A friend calls with the news she was just diagnosed with COVID-19. You had dinner with her last night, and suddenly you start coughing, feel flu-like symptoms, and your fever spikes. What’s going on? Are you coming down with the virus or are your symptoms psychosomatic?
You test negative. Yet Technion Associate Professor Asya Rolls wonders — can the brain induce an actual disease?
In a recent study involving mice published in Cell, Prof. Rolls and a team of researchers showed that not only can the brain make the body sick, but just as the brain remembers people, places, and smells, it stores “memory traces” of the illness. Moreover, reactivating that memory is enough to reawaken past immune system responses.
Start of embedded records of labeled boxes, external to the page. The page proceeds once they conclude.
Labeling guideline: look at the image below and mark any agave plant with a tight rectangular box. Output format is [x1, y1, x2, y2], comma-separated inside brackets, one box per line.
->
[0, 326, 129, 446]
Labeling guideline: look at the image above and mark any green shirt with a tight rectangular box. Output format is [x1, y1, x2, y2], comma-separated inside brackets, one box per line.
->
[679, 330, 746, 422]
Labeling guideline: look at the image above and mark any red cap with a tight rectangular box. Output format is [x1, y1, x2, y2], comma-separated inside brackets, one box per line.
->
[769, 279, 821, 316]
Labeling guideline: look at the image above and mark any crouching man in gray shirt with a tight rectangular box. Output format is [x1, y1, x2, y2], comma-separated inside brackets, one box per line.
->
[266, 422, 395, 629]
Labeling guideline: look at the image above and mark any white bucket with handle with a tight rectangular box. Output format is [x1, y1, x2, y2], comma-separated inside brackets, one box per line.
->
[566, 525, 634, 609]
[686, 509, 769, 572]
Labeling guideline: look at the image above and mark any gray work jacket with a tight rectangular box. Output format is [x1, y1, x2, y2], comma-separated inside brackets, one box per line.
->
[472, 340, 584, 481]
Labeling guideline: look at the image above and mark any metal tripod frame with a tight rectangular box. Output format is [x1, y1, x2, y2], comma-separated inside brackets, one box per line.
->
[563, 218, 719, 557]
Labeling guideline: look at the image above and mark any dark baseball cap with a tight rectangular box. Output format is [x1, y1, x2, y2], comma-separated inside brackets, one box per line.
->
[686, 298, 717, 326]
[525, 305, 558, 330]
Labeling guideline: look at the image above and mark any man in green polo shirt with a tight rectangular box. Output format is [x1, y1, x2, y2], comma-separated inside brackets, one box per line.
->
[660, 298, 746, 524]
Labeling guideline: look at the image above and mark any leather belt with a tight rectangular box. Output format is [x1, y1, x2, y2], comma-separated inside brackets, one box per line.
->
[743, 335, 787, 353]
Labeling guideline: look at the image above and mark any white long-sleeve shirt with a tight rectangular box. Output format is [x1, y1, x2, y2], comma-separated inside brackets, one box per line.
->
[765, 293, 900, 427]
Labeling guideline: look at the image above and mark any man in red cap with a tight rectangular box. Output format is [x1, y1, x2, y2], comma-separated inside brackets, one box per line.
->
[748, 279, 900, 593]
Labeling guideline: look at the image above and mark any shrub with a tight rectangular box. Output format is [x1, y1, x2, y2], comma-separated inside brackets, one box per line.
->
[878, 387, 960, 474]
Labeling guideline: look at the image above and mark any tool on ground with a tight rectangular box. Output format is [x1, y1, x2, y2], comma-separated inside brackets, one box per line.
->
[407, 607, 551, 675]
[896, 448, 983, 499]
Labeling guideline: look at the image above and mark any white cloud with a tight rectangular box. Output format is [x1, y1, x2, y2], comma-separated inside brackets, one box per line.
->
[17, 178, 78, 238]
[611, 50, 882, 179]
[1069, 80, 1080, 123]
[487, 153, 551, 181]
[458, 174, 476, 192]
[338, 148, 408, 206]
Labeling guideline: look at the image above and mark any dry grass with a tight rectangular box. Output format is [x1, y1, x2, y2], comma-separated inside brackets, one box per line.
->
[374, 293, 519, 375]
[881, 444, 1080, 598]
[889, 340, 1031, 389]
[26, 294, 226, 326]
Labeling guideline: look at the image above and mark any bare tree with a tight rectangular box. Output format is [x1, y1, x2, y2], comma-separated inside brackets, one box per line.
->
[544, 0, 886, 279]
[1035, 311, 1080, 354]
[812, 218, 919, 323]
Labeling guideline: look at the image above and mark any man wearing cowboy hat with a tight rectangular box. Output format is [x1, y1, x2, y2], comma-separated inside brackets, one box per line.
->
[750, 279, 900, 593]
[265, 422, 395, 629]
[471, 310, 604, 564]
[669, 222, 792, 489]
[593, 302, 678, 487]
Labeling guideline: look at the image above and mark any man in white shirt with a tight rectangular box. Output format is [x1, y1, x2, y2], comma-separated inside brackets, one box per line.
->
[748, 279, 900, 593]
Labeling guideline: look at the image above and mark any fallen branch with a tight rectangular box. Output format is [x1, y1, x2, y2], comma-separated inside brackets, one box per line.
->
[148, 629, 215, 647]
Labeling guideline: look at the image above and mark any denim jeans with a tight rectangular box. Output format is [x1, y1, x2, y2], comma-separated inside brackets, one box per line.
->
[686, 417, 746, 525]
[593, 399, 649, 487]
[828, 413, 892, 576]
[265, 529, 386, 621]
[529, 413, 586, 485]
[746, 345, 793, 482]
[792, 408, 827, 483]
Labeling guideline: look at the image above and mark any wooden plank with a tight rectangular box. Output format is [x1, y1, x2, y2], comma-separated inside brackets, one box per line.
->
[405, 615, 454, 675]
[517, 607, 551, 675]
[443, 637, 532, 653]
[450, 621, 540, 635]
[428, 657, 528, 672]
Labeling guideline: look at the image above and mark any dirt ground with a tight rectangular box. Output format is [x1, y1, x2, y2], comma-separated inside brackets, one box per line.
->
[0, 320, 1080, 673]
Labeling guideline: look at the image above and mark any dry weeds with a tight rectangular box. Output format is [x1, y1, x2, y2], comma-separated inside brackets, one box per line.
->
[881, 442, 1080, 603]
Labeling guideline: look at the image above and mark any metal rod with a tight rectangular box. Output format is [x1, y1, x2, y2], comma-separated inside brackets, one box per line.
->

Tamar Koren (left) and Professor Asya Rolls
Prof. Rolls and M.D./Ph.D. student Tamar Cohen, with scientists from the University of Haifa and EMMS Hospital in Nazereth, first induced colitis, or inflammation of the colon, in laboratory mice. They found that brain cells became active in several regions, including the insular cortex, responsible for sensory perceptions. The team waited for the mice to recover and then injected them with a drug that artificially reactivated the insular cortex brain cells. Sure enough, inflammation re-emerged in the exact same location even though there was no infection, demonstrating that the brain remembered the infection and told the immune system to fight.
“I was surprised to see the effect so clearly, with inflammation starting soon after neurons were activated, even though there was no pathogen or other physical trigger,” said Rolls.
The researchers also tested the hypothesis in the other direction and showed that suppressing brain cells that remembered a previous bout of colitis reduced the disease in mice who were ill.
The study was hailed as groundbreaking by their peers. “This is an outstanding body of work,” said Kevin Tracey, a neurosurgeon and president of the Feinstein Institutes for Medical Research in Manhasset, NY, who was not involved in the study. Others have suggested that the brain can remember immune responses, he said, but “she proved it.”
Prof. Rolls has long been working with the concept of the brain-body divide, studying the effect of thoughts and emotions on physical health. In 2018, she received widespread attention with a study in which she showed that stimulating the reward center or “feel good” chemicals of the brain, could reduce the size of cancerous tumors in mice.
The Technion team cautions that there is a big gap in translating research in mice to working with people but hope the research opens new avenues for treating chronic inflammatory conditions that may be triggered by stress, such as Crohn’s disease, psoriasis, and other autoimmune conditions.